Aachen - Tausende Tier- und Pflanzenarten sind vom Aussterben bedroht

Tausende Tier- und Pflanzenarten sind vom Aussterben bedroht

Von: Nadine Tocay
Letzte Aktualisierung:
Ein Eisbär mit Beute
Durch den Klimawandel und Umweltverschmutzung verlieren die Arten ihren Lebensraum - so auch der Eisbär. Foto: Verena Wolff/dpa

Aachen. Eisbären, Pandas und Elefanten – so unterschiedlich ihre Lebensräume und ihre Rassen sind, eins haben sie gemeinsam: Sie sind vom Aussterben bedroht. Und mit ihnen 25.821 weitere Tier- und Pflanzenarten, von 91.523 insgesamt.

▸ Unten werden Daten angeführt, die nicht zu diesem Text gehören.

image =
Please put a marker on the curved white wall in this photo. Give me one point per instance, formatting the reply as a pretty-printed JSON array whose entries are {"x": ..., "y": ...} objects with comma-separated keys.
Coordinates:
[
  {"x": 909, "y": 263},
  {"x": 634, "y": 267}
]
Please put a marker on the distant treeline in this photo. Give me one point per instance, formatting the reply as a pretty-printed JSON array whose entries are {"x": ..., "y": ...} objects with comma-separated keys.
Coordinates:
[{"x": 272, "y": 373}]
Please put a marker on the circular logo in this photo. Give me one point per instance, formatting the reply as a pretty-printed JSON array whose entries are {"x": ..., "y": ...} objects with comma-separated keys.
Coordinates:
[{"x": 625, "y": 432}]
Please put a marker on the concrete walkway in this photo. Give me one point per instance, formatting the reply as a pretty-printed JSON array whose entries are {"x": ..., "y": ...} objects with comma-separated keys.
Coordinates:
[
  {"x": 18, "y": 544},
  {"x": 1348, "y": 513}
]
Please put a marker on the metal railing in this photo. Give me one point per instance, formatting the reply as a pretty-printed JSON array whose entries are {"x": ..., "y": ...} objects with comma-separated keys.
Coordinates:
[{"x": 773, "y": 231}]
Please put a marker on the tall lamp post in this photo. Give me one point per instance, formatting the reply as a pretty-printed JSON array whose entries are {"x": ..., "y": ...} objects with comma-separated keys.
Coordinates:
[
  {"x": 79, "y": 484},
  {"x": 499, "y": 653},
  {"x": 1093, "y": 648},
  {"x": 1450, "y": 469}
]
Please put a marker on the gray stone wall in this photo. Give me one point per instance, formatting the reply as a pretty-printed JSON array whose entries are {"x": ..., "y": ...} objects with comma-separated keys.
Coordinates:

Mehr als ein Viertel also.

Das hat die Weltnaturschutzunion bei der Aktualisierung der Roten Liste bekanntgegeben. Nadine Tocay findet, dass Bequemlichkeit endlich kein Argument mehr für sterbende Tiere sein darf.

Durch den Klimawandel und Umweltverschmutzung verlieren die Arten ihren Lebensraum. Das ökologische Gleichgewicht ist gefährdet. Das ist zwar mies, aber was kann man daran schon ändern, denken wir uns. Nichts, redet man sich dann gerne ein. Doch das stimmt nicht. Wir müssen endlich aufhören, aus Bequemlichkeit die Augen davor zu verschließen und anfangen, zu handeln.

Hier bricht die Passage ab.